Thursday, February 07, 2013

An Early Critic of Judicial Review

An Anti-Federalist, RobertYates, writing as Brutus in 1787, makes a couple of interesting points in the passage I include below. First of all, he notes, I have pointed out, that "Most of the articles in this system, which convey powers of any considerable importance, are conceived in general and indefinite terms, which are either equivocal, ambiguous, or which require long definitions to unfold the extent of their meaning."

Again, this was deliberate: when faced with a highly contested issue where it was very hard to achieve consensus, the framers solution was generally to write the thing up so vaguely that everyone could think their interpretation might prevail. This is obviously a real problem for those insisting we look to the original intent of the framers: How can we do that when the original intent was all over the place?

The second fascinating thing in Yates is his prediction that a Supreme Court established per the U.S. Constitution would have a tendency to interpret that document so as to grant itself more power. It only took until 1803 for Yates's prediction to be vindicated.In general, whether you like the way the U.S. government developed or not, the Constitution had many, many of the results the Anti-Federalists were warning about. My feeling is that if we could transport a typical Anti-Federalist to 2013, he would look around for a couple of days, and then proclaim, "I told you so!"

Enough, though, and on to Yates:
That the judicial power of the United States, will lean strongly in favor of the general government, and will give such an explanation to the constitution, as will favor an extension of its jurisdiction, is very evident from a variety of considerations. lst. The constitution itself strongly countenances such a mode of construction. Most of the articles in this system, which convey powers of any considerable importance, are conceived in general and indefinite terms, which are either equivocal, ambiguous, or which require long definitions to unfold the extent of their meaning. The two most important powers committed to any government, those of raising money, and of raising and keeping up troops, have already been considered, and shown to be unlimited by any thing but the discretion of the legislature. The clause which vests the power to pass all laws which are proper and necessary, to carry the powers given into execution, it has been shown, leaves the legislature at liberty, to do everything, which in their judgment is best. It is said, I know, that this clause confers no power on the legislature, which they would not have had without it-though I believe this is not the fact, Yet, admitting it to be, it implies that the constitution is not to receive an explanation strictly according to its letter; but more power is implied than is expressed. And this clause, if it is to be considered as explanatory of the extent of the powers given, rather than giving a new power, is to be understood as declaring that in construing any of the articles conveying power, the spirit, intent and design of the clause should be attended to, as welt as the words in their common acceptation.
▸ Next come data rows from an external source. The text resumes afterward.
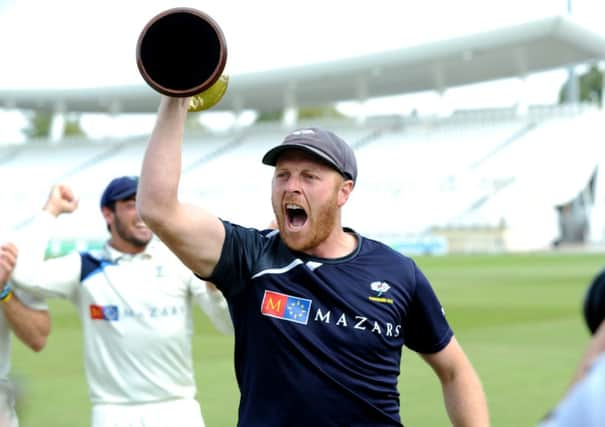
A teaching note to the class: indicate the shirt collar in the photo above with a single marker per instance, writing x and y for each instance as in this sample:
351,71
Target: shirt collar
114,255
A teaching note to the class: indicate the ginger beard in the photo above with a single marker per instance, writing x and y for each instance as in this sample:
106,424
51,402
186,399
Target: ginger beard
304,225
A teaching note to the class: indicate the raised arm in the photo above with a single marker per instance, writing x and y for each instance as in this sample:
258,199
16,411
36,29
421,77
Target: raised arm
30,326
462,390
192,233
This constitution gives sufficient color for adopting an equitable construction, if we consider the great end and design it professedly has in view. These appear from its preamble to be, "to form a more perfect union, establish justice, insure domestic tranquility, provide for the common defense, promote the general welfare, and secure the blessings of liberty to ourselves and posterity." The design of this system is here expressed, and it is proper to give such a meaning to the various parts, as will best promote the accomplishment of the end; this idea suggests itself naturally upon reading the preamble, and will countenance the court in giving the several articles such a sense, as will the most effectually promote the ends the constitution had in view. How this manner of explaining the constitution will operate in practice, shall be the subject of future inquiry.
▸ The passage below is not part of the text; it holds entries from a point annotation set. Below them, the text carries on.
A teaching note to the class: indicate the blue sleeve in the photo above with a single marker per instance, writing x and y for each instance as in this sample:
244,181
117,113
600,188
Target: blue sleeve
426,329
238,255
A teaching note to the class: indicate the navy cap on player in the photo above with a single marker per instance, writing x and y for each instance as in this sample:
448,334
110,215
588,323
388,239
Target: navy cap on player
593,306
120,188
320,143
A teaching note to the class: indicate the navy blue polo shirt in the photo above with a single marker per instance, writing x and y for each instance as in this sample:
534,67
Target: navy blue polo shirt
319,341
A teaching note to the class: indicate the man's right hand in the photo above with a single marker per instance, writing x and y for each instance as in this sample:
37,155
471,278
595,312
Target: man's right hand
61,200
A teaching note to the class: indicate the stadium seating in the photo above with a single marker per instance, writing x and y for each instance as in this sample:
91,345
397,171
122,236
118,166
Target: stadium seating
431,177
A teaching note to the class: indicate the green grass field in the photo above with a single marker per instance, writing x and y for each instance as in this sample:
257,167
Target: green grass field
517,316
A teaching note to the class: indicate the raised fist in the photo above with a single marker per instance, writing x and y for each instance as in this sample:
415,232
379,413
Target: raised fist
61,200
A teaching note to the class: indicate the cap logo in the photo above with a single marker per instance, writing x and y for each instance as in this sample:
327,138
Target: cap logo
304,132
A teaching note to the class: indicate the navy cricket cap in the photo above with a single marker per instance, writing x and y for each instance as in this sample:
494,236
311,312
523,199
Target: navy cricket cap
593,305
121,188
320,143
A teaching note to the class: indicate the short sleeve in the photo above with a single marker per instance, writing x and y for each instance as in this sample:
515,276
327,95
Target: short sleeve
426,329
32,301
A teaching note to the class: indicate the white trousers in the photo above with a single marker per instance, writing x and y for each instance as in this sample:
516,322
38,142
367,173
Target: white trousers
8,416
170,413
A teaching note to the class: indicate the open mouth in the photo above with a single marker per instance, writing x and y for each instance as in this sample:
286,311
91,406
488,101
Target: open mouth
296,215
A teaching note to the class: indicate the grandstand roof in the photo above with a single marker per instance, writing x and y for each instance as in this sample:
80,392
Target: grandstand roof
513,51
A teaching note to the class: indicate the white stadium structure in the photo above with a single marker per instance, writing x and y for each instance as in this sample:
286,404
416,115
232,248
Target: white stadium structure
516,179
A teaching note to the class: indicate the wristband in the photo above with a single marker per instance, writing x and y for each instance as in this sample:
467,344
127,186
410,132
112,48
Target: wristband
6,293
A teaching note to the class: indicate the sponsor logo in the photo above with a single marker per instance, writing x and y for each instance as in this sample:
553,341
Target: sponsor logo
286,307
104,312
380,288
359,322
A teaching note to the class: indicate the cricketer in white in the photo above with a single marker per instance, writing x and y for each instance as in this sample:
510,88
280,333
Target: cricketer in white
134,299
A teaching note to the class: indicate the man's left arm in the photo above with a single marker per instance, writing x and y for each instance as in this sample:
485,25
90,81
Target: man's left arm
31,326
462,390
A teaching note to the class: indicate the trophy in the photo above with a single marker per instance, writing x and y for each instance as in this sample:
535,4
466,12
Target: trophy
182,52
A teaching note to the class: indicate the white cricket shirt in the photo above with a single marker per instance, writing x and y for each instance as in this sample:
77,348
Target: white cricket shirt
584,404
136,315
2nd. Not only will the constitution justify the courts in inclining to this mode of explaining it, but they will be interested in using this latitude of interpretation. Every body of men invested with office are tenacious of power; they feel interested, and hence it has become a kind of maxim, to hand down their offices, with all its rights and privileges, unimpaired to their successors. The same principle will influence them to extend their power, and increase their rights; this of itself will operate strongly upon the courts to give such a meaning to the constitution in all cases where it can possibly be done, as will enlarge the sphere of their own authority. Every extension of the power of the general legislature, as well as of the judicial powers, will increase the powers of the courts; and the dignity and importance of the judges, will be in proportion to the extent and magnitude of the powers they exercise. I add, it is highly probable the emolument of the judges will be increased, with the increase of the business they will have to transact and its importance. From these considerations the judges will be interested to extend the powers of the courts, and to construe the constitution as much as possible, in such a way as to favor it; and that they will do it, appears probable.


  1. Someone earlier made the point on how accurate were the predictions of the forgotten Anti-Federalists, in contrast to the Federalists that are greatly respected (because they won, not because they were right):

  2. I never understood this line of argument. What's to say that federal government wouldn't have simply assumed those same powers without SCOTUS? The courts could only have functioned as a limitation on it.